Sadownicy nie przypuszczali, że straty okażą się tak duże. I chociaż na drzewach kwiaty wyglądają ładnie, w rezultacie mało drzew może dać zawiązki i dobry jakościowo owoc. Tak jest w wielu miejscach na terenie naszego regionu i w całym kraju – informuje lublin.tvp.pl
Właściciele sadów ze Stryjna i okolic spotkali się w sadzie z swoim doradcą, aby na miejscu przenalizować stan faktyczny, w kilka dni po przymrozkach.
Sadownicy szacują uszkodzenia kwiatowych pąków na ponad połowę , a niektórzy liczą nawet stuprocentowe straty.
Po wystąpieniu dużych uszkodzeń / strat w wyniku działania przymrozków możemy zastosować program poprawy owocowania, który ma przede wszystkim na celu zmaksymalizowanie zawiązania tych kwiatów, które nie zostały zmrożone – informuje doradca sadownicy Andrzej Soska.
Niektóre #plantacje i #sady zostały "wymrożone" ‼️ #Sadownicy alarmują i domagają się pomocy ze strony państwa https://t.co/mMXoGwyYDn
— sadownictwo (@sadowniczy) April 27, 2024
Teraz sadownicy wykonują opryski, żeby uratować jak najwięcej zawiązków. Prawdopodobnie niewiele drzewek uda się przywrócić w tym roku do owocowania.

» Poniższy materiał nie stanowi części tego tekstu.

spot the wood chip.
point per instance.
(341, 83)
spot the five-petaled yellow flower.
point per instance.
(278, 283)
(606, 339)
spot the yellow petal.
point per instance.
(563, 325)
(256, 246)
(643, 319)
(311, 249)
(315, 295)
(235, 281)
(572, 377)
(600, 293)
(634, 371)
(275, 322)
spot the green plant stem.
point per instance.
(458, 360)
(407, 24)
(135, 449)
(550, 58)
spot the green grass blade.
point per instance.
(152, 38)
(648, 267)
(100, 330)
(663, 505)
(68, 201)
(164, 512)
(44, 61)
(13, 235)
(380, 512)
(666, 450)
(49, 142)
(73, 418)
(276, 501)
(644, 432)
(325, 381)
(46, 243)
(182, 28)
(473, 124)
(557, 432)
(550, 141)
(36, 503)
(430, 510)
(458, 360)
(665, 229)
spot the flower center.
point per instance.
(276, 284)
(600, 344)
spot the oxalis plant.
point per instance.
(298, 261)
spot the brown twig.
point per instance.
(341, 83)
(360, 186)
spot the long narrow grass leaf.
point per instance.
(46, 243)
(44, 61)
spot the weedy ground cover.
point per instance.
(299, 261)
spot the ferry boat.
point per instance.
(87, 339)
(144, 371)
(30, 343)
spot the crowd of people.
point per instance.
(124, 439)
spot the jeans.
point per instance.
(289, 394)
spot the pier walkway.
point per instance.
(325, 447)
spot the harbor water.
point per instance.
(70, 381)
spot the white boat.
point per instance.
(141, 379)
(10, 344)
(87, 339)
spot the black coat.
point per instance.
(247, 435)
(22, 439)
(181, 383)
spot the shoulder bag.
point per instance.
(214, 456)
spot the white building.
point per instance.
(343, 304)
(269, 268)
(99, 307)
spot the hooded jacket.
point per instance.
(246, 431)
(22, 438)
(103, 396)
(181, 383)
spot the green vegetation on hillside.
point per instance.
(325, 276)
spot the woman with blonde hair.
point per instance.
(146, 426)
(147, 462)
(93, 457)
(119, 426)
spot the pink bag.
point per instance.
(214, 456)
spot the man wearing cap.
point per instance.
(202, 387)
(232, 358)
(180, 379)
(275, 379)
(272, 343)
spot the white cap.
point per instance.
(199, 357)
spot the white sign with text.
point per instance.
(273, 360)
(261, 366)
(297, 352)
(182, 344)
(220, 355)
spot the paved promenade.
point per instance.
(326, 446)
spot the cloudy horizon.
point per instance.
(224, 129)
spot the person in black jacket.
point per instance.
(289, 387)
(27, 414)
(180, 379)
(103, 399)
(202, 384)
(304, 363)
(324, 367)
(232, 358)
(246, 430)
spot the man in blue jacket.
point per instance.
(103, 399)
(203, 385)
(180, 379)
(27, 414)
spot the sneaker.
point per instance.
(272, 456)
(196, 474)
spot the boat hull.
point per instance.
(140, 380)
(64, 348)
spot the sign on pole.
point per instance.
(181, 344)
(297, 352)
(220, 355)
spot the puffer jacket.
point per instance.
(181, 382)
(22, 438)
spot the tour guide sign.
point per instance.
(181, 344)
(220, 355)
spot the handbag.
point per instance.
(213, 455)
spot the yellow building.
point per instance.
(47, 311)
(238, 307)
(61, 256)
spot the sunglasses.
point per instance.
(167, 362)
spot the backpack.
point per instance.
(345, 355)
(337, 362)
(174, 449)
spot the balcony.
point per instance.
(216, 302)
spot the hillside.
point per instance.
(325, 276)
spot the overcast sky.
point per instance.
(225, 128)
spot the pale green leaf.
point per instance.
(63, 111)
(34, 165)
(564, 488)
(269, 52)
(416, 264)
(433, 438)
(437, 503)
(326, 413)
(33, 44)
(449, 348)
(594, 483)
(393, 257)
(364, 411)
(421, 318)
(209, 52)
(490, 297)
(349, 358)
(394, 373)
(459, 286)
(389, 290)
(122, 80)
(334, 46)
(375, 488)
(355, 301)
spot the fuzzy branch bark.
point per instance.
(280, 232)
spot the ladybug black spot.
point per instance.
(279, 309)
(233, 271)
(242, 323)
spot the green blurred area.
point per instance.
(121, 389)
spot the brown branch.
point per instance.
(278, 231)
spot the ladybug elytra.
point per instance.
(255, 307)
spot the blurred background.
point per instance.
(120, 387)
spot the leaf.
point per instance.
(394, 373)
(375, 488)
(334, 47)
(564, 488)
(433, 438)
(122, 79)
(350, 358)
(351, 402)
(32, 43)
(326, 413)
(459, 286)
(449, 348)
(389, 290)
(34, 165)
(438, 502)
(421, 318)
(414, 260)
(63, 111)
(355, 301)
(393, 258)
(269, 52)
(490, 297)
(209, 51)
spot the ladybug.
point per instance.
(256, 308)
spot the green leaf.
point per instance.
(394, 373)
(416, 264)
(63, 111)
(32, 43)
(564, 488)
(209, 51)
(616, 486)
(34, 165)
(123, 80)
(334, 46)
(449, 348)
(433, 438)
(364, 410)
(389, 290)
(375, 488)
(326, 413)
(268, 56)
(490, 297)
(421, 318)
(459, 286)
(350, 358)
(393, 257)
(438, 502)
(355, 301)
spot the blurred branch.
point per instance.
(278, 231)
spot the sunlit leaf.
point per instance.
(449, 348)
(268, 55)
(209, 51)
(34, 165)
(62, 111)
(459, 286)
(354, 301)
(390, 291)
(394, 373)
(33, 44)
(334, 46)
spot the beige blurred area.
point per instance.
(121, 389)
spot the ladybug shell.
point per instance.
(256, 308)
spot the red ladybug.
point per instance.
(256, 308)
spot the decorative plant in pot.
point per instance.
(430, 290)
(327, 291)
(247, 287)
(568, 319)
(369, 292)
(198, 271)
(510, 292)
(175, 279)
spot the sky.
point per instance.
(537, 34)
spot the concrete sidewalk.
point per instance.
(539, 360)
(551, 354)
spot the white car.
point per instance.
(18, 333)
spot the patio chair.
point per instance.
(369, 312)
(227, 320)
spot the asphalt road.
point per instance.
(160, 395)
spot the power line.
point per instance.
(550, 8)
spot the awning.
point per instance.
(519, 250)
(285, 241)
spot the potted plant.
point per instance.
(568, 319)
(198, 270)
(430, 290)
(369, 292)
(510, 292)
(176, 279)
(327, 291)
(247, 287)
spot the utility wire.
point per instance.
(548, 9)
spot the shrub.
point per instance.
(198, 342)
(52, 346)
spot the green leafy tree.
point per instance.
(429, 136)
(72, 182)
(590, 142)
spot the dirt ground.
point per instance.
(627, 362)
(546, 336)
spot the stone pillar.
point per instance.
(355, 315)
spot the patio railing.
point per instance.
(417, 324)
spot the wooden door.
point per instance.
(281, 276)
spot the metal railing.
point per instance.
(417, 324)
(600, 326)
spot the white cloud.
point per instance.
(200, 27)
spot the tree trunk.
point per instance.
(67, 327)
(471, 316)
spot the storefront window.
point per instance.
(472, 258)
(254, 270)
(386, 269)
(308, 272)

Próbują sadownicy teraz po okresie tych przymrozków różnymi, specjalnymi substancjami, środkami (m.in. regulatory wzrostu, gibereliny, produkty oparte o algi morskie) się ratować. Czy to pomoże ? Jest to bardzo trudno przewidzieć w tej chwili na ile to pomoże – mówi Zbigniew Chołyk (‘Stryjno Sad’).
Uszkodzenia dotyczą nie tylko jabłoni. Mało będzie gruszek, wiśni czy śliwek. Bardzo źle zapowiadają się zbiory czereśni.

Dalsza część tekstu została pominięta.